A brilliant goal-line stand and a timely Elijah Lee sack preserved a fourth-quarter lead for the Kansas State Wildcats, salvaging a 31-26 win over the Iowa State Cyclones at Jack Trice Stadium in Ames.
(Don’t miss our first-half recap)
The second half started with Iowa State audaciously pulling off a perfect onside kick, after which Jacob Park just picked apart the Wildcat secondary to bring the Cyclones back within a touchdown. Jesse Ertz and Deante Burton marched the Wildcats right back down, however, although some baffling decisions happened during the drive. Byron Pringle was injured on the kickoff, and twice the booth called screen passes to Dominique Heath which went nowhere without Pringle there to block. (Iowa State does deserve credit for reading them, but the play calls were still baffling without Pringle.) Once the Wildcats got inside the 10, Alex Delton came in again and almost scored from the Wildcat, but was stopped just short; two plays later, a fake sneak and an underneath handoff to Winston Dimel led to Dimel scooting in off-tackle and untouched to restore the 14-point lead.
Iowa State's first play after the kickoff was a very controversial 39-yard completion from Park to Jacob Epps in which Epps was originally ruled to have gone out of bounds without re-establishing himself. On replay, it even looked as though Epps wasn't in-bounds when he came down with the ball, but the call was overturned. Three plays later, however, the Cyclones failed to convert on fourth down.
Alex Barnes and Jesse Ertz combined to run the Cats into a three-score lead on the ensuing drive. Barnes had 29 yards on four carries, including the five-yard touchdown to cap the drive; in the middle, Ertz broke free for a 25-yard jaunt.
Iowa State struck back quickly. Park burnt Donnie Starks with a 48-yard strike to Allen Lazard, then Joel Lanning came back in the game and ran the ball down K-State's throat, ending with a 5-yard run to make it a 31-17 game. The drive barely took two minutes.
On the first play of the next drive, another screen to Heath without Pringle -- but it actually worked. They went right back to it on the next play, and Heath got exploded. Ertz got tripped trying a run, then almost got picked off on third down. Without ever handing the ball off, K-State punted after a mere two minutes of possession.
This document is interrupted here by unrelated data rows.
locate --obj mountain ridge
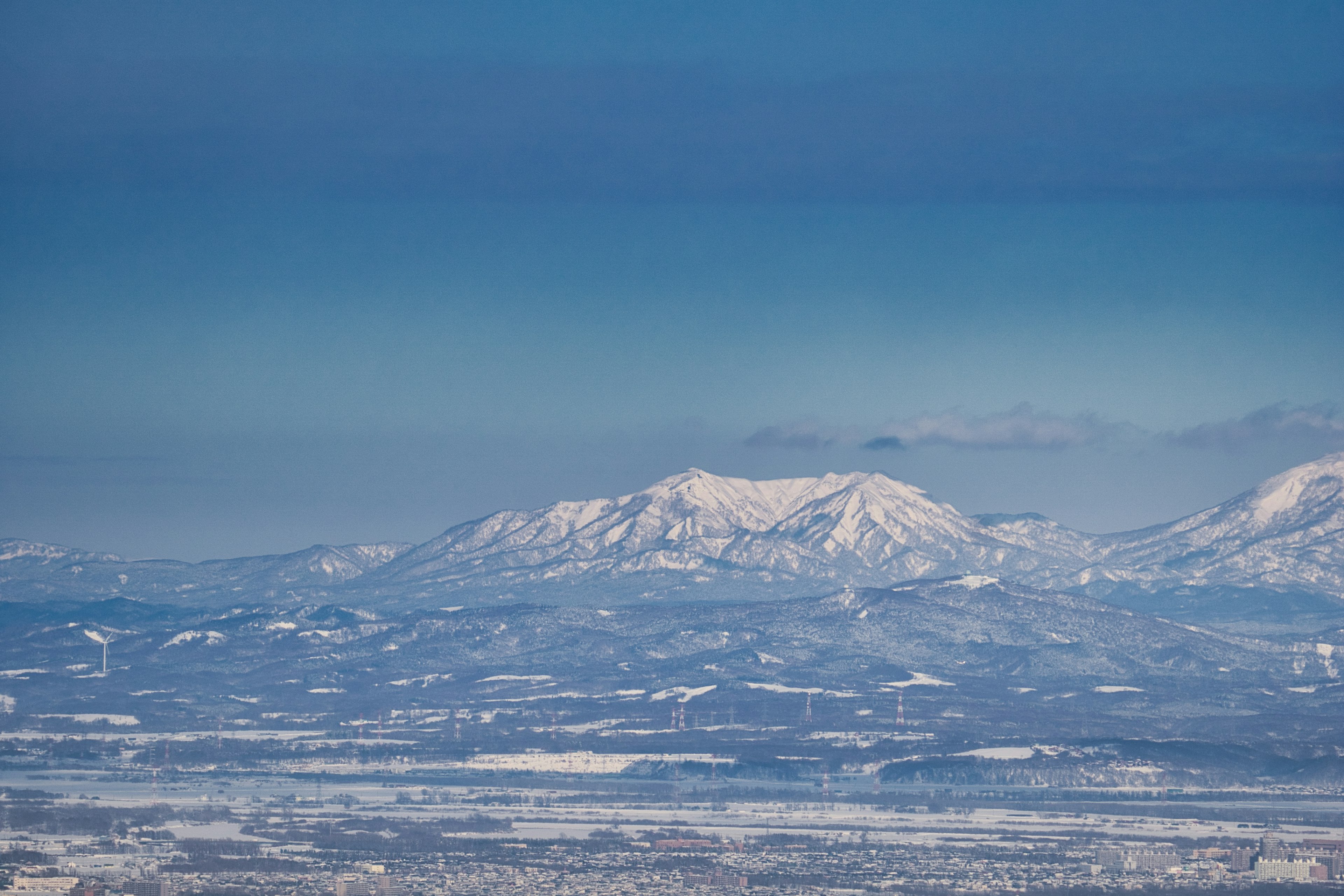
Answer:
[0,453,1344,602]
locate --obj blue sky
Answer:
[0,3,1344,559]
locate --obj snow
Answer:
[952,747,1036,759]
[742,681,821,693]
[38,712,140,726]
[878,672,957,688]
[649,685,719,702]
[159,631,226,650]
[1251,476,1305,523]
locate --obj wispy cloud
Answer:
[863,402,1132,450]
[746,422,859,451]
[746,402,1344,451]
[1164,402,1344,450]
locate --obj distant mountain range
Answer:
[0,453,1344,604]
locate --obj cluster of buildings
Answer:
[1097,834,1344,881]
[11,875,172,896]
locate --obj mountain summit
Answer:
[0,454,1344,603]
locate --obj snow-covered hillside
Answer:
[0,454,1344,603]
[1070,453,1344,596]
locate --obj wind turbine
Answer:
[85,629,112,674]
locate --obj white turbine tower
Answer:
[85,629,112,674]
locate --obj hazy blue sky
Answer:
[0,0,1344,559]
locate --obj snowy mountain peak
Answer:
[1247,451,1344,524]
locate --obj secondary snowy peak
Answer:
[1234,451,1344,529]
[0,539,121,563]
[1078,453,1344,594]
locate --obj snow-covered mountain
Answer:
[1070,453,1344,596]
[0,539,413,601]
[378,469,1078,594]
[0,454,1344,603]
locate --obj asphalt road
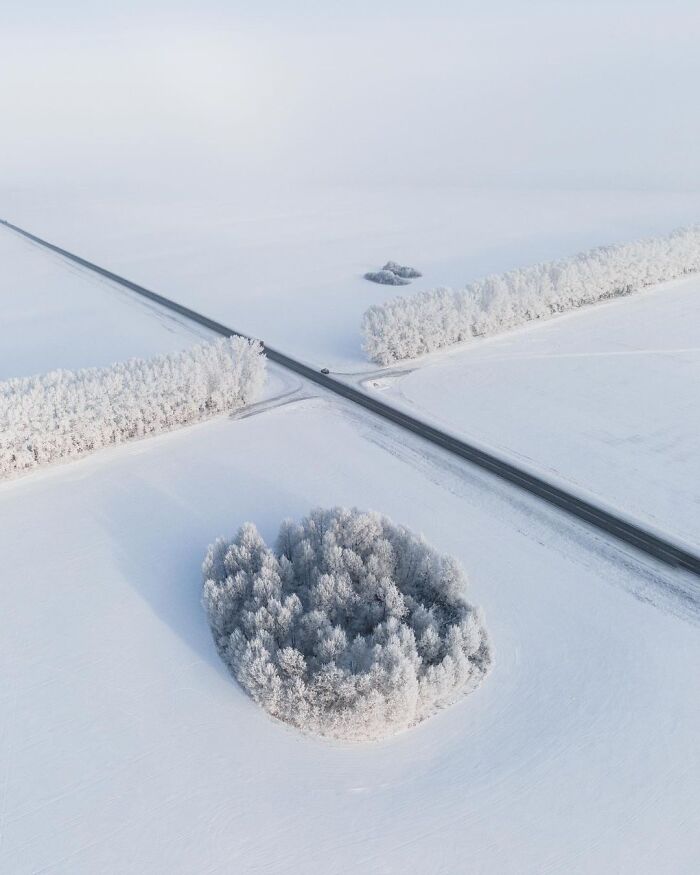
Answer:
[5,219,700,575]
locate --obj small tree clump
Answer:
[365,270,409,286]
[382,261,423,280]
[203,508,491,741]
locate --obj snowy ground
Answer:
[3,187,700,371]
[0,399,700,875]
[374,277,700,547]
[0,227,212,380]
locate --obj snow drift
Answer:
[0,337,265,476]
[203,508,490,741]
[362,227,700,365]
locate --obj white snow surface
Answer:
[378,277,700,548]
[0,398,700,875]
[0,226,213,380]
[8,182,700,371]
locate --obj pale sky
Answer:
[0,0,700,190]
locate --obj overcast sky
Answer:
[0,0,700,190]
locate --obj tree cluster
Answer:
[0,337,265,476]
[362,228,700,365]
[203,508,490,741]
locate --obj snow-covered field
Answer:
[0,226,212,380]
[4,186,700,371]
[374,277,700,547]
[0,398,700,875]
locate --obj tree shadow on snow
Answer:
[96,463,306,680]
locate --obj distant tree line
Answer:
[0,337,265,476]
[362,228,700,365]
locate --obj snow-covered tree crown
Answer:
[203,508,490,740]
[362,228,700,365]
[0,337,265,477]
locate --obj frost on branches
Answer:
[362,228,700,365]
[0,337,265,476]
[203,508,490,741]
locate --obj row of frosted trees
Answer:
[0,337,265,476]
[362,228,700,365]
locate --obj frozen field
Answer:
[0,226,212,380]
[378,277,700,547]
[4,186,700,371]
[0,398,700,875]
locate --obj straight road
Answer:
[0,219,700,575]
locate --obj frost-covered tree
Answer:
[362,228,700,365]
[365,269,409,286]
[0,337,265,476]
[203,508,491,741]
[382,261,423,280]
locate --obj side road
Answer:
[0,219,700,575]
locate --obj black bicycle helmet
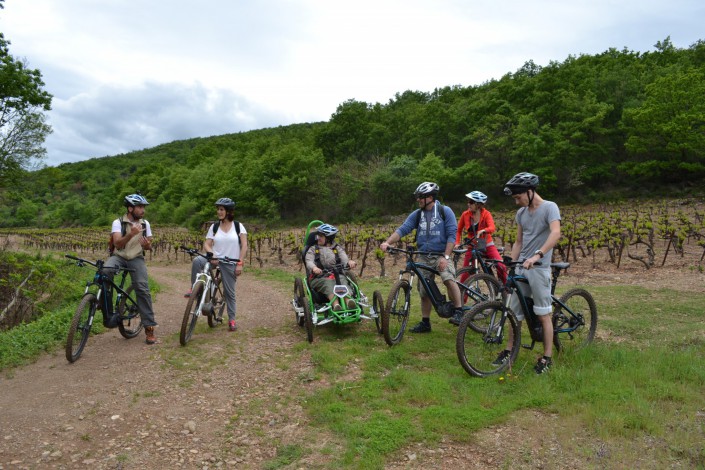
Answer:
[414,181,441,199]
[504,172,539,196]
[215,197,235,210]
[123,193,149,207]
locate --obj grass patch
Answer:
[292,280,705,468]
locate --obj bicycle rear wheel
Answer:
[455,301,521,377]
[66,293,98,362]
[372,290,384,334]
[179,282,204,346]
[208,276,225,328]
[117,284,142,339]
[553,289,597,352]
[382,279,411,346]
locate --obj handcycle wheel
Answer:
[301,297,313,343]
[455,301,521,377]
[179,282,204,346]
[372,290,384,334]
[460,273,502,333]
[206,276,225,328]
[458,273,502,307]
[552,289,597,352]
[382,279,411,346]
[66,292,98,362]
[117,284,142,339]
[294,277,306,326]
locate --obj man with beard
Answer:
[105,193,157,344]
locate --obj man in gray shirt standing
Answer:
[497,173,561,374]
Iowa State drove down to the one, as the Wildcat defense couldn't stop Joel Lanning on the ground and a backward pass throwback to Park almost resorted in a touchdown. Park didn't get in, though, and Iowa State had first and goal at the one. Three times, the Cyclones ran -- nowhere. On fourth and goal, Park came back in and tried to score on a pass to David Montgomery. Montgomery couldn't hang on to it, and with just seven minutes to go the defense had performed a masterwork.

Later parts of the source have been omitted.